Why living in the world of Harry Potter would not be as great as it seems
We all love Harry Potter. In fact, many teens and young adults today would consider themselves massive Potterheads! However, when we actually delve into this fantasy world, we can see that it is not quite as magical as first imagined…
- It’s racist as f*ck. Muggleborns and squibs are ridiculed and ostracised repeatedly throughout the series. Squibs and wizards are segregated into different schools, and squibs are rarely spoken about. The fact that Mr Filch was cautious to disclose that he was a squib highlights how non-magical people born into magical families are marginalised. Furthermore, muggleborns are also subject to racist treatment throughout the world of Harry Potter. From Hermione being bullied by blood purists, to eventually being tortured and having a racial slur carved into her arm. This compares to the hate crimes and racial prejudice found in our world today, something I’m sure none of us would want to experience if we attended Hogwarts.
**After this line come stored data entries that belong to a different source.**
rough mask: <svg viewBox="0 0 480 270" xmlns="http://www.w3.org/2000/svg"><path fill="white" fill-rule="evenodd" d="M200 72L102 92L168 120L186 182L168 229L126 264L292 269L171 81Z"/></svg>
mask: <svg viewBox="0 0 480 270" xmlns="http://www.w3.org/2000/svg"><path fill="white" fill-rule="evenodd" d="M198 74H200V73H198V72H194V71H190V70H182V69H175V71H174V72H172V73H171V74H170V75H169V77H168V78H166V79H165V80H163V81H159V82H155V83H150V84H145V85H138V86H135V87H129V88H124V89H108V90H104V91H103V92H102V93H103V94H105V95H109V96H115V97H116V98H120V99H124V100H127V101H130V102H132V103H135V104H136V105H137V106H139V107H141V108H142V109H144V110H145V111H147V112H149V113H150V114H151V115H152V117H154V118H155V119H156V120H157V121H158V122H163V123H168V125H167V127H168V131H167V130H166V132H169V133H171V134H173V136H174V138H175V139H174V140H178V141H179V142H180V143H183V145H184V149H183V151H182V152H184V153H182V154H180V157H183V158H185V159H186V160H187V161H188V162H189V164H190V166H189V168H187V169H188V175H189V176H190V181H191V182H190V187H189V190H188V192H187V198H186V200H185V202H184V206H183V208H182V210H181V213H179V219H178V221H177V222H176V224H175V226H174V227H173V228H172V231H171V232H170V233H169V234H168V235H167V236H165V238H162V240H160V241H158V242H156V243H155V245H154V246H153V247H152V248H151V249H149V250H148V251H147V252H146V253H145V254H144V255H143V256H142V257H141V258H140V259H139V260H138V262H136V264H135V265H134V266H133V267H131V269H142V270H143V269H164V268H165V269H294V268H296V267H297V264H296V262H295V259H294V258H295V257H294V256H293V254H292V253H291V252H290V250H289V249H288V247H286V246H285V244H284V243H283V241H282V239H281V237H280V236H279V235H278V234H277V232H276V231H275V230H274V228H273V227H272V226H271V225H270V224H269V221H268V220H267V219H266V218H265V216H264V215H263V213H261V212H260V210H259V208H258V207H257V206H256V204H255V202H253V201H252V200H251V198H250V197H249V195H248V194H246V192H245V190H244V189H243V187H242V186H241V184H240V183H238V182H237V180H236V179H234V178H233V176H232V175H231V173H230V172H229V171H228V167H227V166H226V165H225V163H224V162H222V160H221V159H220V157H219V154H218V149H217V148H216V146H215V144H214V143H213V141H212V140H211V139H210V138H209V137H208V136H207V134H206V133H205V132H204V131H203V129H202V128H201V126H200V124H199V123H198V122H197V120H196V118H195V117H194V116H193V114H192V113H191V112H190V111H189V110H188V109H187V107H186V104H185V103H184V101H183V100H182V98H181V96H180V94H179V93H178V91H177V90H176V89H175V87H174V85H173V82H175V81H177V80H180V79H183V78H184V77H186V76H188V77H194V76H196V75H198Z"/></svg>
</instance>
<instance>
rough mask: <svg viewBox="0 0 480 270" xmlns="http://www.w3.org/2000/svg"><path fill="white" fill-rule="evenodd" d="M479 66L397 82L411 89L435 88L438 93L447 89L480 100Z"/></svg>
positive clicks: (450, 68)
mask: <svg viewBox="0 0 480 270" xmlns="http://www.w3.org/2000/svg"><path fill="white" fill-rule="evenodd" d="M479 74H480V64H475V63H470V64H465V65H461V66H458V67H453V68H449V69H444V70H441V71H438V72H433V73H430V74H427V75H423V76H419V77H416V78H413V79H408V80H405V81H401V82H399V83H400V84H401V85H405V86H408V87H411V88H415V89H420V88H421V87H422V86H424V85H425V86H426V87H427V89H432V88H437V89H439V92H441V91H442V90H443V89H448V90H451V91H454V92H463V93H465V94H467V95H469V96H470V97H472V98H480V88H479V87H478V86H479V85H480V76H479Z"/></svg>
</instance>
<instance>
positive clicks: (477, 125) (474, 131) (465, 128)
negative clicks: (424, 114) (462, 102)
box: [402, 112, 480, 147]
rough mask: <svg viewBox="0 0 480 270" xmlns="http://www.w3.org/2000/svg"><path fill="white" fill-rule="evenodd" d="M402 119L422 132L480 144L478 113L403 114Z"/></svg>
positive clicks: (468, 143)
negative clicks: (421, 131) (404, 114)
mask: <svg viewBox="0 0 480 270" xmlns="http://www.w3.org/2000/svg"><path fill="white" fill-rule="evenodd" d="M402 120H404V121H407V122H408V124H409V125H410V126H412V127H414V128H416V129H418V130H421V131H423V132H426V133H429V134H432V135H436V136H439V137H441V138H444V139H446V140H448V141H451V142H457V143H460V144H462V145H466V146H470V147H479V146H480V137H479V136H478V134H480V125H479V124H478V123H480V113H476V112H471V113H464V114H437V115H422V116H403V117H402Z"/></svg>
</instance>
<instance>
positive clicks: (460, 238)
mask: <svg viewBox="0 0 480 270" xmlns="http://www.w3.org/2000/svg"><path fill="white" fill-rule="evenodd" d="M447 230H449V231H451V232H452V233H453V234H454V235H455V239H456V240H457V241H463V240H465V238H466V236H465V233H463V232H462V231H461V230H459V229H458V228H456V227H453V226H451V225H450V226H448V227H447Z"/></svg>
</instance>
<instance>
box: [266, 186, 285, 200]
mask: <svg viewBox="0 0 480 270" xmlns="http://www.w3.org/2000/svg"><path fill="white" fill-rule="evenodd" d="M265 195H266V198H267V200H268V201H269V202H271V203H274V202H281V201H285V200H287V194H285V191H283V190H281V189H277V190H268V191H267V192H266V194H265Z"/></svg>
- The education is limited. At Hogwarts, only subjects involving magic are taught. This means that witches and wizards are limited to jobs in the wizarding world, increasing tensions between muggles and wizards, and amplifying the entire wizarding community’s fear and apprehension towards muggles. There also seems to be no universities, so the highest qualification a student can achieve is a N.E.W.T, which is only equivalent to an A-level!
- The teachers are crazy. Just look at all the Defence Against the Dark Arts teachers, just look at them…
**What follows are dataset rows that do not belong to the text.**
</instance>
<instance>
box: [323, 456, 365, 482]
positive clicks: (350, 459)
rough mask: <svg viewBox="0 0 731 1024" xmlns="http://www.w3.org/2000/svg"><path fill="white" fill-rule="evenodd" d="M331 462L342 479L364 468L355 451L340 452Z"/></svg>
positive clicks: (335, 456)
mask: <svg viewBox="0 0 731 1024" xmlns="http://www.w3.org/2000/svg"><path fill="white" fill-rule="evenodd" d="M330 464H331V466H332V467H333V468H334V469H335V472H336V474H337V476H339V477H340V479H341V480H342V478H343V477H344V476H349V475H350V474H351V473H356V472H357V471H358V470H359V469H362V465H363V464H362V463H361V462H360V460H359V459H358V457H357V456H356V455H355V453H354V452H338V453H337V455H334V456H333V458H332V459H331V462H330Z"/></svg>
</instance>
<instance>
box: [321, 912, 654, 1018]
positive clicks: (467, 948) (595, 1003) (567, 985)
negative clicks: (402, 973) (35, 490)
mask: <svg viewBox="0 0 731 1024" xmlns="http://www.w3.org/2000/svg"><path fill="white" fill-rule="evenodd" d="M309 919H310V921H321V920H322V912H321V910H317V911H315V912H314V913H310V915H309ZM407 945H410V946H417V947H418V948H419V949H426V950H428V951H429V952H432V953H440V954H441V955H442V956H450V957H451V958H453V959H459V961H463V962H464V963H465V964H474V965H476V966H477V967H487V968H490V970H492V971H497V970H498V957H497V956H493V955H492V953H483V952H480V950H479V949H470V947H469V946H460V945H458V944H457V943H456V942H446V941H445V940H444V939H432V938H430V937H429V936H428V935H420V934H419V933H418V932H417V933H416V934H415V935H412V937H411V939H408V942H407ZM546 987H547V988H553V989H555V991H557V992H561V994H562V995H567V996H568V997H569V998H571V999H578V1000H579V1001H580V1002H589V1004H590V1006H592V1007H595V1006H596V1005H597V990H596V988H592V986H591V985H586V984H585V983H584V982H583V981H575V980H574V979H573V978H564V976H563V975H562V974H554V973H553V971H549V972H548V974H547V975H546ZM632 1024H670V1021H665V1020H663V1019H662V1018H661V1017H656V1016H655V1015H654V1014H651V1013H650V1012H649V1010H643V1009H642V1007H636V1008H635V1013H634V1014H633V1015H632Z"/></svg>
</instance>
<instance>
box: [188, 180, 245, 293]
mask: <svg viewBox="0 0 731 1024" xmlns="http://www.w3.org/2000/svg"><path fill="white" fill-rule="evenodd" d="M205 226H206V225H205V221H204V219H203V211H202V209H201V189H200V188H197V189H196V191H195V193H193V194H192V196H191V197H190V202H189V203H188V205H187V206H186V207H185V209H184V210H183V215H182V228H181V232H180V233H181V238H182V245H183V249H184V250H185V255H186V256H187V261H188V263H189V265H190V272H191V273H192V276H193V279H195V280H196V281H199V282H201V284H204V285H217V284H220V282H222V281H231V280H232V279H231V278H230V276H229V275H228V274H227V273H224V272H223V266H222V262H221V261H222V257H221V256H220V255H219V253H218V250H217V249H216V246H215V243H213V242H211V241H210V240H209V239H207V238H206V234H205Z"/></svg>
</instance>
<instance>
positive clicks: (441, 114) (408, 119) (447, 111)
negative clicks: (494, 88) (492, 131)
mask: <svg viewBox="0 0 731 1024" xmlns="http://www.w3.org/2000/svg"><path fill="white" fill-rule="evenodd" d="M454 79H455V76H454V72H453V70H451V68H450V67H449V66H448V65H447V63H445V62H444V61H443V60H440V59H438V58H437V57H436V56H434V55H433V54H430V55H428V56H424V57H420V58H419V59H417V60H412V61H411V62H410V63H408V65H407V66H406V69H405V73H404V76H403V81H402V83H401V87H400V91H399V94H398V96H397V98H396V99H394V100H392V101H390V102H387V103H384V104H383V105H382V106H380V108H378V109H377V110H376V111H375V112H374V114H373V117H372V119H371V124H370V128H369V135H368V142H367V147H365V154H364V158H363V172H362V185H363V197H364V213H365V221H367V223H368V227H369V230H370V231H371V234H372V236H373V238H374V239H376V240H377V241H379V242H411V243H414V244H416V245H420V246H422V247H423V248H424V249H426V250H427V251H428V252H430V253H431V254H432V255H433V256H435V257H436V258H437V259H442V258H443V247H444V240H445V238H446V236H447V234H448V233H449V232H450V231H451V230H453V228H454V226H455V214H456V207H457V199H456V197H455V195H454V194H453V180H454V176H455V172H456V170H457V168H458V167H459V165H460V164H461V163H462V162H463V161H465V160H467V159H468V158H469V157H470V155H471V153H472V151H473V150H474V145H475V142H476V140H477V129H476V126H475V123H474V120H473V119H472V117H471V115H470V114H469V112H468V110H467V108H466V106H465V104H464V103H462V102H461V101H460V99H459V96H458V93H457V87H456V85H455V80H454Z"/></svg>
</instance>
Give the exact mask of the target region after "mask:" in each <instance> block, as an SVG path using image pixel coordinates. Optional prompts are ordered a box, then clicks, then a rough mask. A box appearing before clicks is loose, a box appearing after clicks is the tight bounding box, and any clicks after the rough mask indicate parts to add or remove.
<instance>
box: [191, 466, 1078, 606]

The first had a serial killer living in the back of his head, and was too much of a nervous wreck to teach. The second was too obsessed with himself to take any notice of his students. The third was brilliant, but also a werewolf. The fourth was an imposter, and traumatised Neville by showing him the curse that killed his parents. The fifth tortured her students and prohibited them from learning anyone. The sixth was a decent teacher, but a huge bully. This would never be allowed in a muggle school (although I have had some pretty wild teachers in my time…), what about pupil safety?
- The House system is stupid. Grouping kids based on the way they act when they are eleven is never going to go down well. *Silently cringes whilst I remember when I thought that covering my face with glittery bronzer was ‘contouring’*
People change a lot between the ages of eleven and eighteen, so why push an expectation on them to act a certain way for literally no reason whatsoever? The house system only encourages rivalry between young wizards, and teaches them to be prejudiced and self-righteous. This is seen several times in the books, such as when Albus Potter fears being in Slytherin, and Voldemort plans to make Slytherin the ruling house.
- No foreign aid. Why didn’t American wizards come and help take down Voldemort??? They could have easily apparated across the Atlantic to reinforce the allies at the Battle of Hogwarts! The only time we see wizards from other countries interacting with British wizards is during a school competition! Why were they not there when they were really needed?
- Overly tough criminal justice system.We all know that criminals in the world of Harry Potter are sent to Azkaban prison, an island fortress surrounded by soul sucking guards named dementors. The fact that a dementor can stop a person from ever feeling happiness again, and bring them a fate worse than death, indicates how unforgiving wizarding prisons are. They literally invented a punishment more severe than the death penalty. Furthermore, it is evident that Azkaban prison focuses on retribution instead of reforming criminals, as Bellatrix Lestrange became even more ruthless and bloodthirsty after escaping the prison.
Overall, the world of Harry Potter is incredibly segregated, and seems to have incredibly backwards laws about punishment and education. The tensions between wizards and muggles, muggleborns, half-breeds and Hogwarts houses are one of the main causes of conflict in the Potter universe. The lack of respect for wizards’ human rights also causes problems. If the British wizarding community had had less tensions between groups, and better laws regarding safety in schools, I’m pretty sure that Lord Voldemort would have never rose to power. However, these problems make for an engaging and powerful story, that reflects many parts of our society today.